Фредди сильно тряс головой, судорога сводила мышцы спины. У него не было жара. У него было нечто посерьезнее, чем жар. У него была душа. Душа, которую его мать в нем не признавала. Но что понимают отцы и матери? Душу Фредди пробудило из состояния куколки внезапное и непонятное восхищение пред недосягаемо высоким. Даже любовь горячит не так яростно, как восхищение перед высшим, в ком бы это высшее ни воплотилось. Но душа – такой недуг, от которого уже не оправишься вплоть до смертного часа и даже, возможно, после. И Фредди от него не избавится, что бы ни стало с ним сегодня или через двадцать лет после этого памятного вечера с давно пропавшим куда-то Гезой де Варшани.
Черная месса
I
Кощунство
Верьте или не верьте, я был тогда монахом; моя мать дала торжественное обещание посвятить меня Богу, – ведь когда она была беременна, я находился во чреве ее в положении столь неудобном, что роды грозили ей смертью. Мне было десять лет, когда она исполнила обет и отвела меня к братьям Арпата, которых хорошо знала. Там, в монастыре и на вершинах Хиллигенхилла, я вырос, учился и скоро постиг троякий смысл Писания.
В молитвенном усердии я за короткое время превзошел прочих послушников; в посте и самобичевании моя полная страстей юность возвысилась над рвением лучших из братьев; приор и старейшины вселили в меня надежду, что со временем во всем христианском мире будут почитать их монастырь как родину Святого.

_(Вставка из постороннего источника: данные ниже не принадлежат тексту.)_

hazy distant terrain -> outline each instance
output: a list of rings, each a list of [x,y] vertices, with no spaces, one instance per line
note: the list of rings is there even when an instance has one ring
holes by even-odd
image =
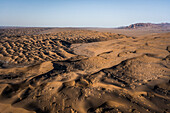
[[[170,24],[1,27],[0,112],[170,112]]]
[[[142,36],[154,33],[170,32],[170,24],[137,23],[119,28],[92,28],[91,30],[120,33],[128,36]]]

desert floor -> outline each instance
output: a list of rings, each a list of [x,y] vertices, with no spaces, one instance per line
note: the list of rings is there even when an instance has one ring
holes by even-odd
[[[170,112],[170,33],[124,32],[1,30],[0,113]]]

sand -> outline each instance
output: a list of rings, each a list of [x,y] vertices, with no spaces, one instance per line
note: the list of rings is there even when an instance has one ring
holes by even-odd
[[[170,33],[54,31],[1,35],[0,112],[170,112]]]

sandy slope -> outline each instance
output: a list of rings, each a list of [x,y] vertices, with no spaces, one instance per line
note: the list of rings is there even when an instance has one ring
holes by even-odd
[[[0,69],[0,112],[170,112],[170,33],[59,43],[63,59]]]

Но там, где Бог могуч, и Дьявол не слаб.
Без труда преодолевал я соблазн чревоугодия, сонливость, леность сердца и духа; тем сильнее пришлось мне сражаться с похотью, ибо хотел я стать ее господином.
Под рубашкой я носил в семь кругов обвивавшие мое тело цепи. Тщетно! Несколько секунд держал я в огне руку и босые ступни на горящих углях. Тщетно! Зимней ночью стоял я по бедра в ледяной воде, пока братья пели хорал и служили мессу. Тщетно!

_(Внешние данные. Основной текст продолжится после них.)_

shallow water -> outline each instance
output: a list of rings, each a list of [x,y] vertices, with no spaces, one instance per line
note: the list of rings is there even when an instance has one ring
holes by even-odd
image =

Я никогда не спал на деревянных досках, а еженощно – на камнях крытой галереи. Тщетно! Попросил я как-то на исповеди у приора кастрировать себя. Коллегия это обсудила, но просьба была отклонена как нарушение Божественной воли и законов. В рассветных сумерках я изнемогал: усыпляющие средства не властны были более над моей плотью, и рукою освобождался я от желания. Тут уж Дьявол был в своем праве. Ничего я не мог поделать с требовательной волей руки моей, которая с одержимостью собирала запретные плоды и не сдерживала своего вожделения. Но никто и не думает, что на бренной земле можно унять жажду. Каждое удовольствие создает десяток новых желаний, и нет здесь пути назад. Скоро мой грех совсем отравил меня. Но самое ужасное, что содержанием моих порочных снов была не женщина только, не множество женщин (как мало я видел их в своей жизни!); что не одни лишь женские груди, ноги, задницы или еще какие вожделенные вещи всплывали перед моим внутренним взором; нет! – о жестокость ада! – все, все способно было принять передо мною обольстительный облик и привести меня к падению.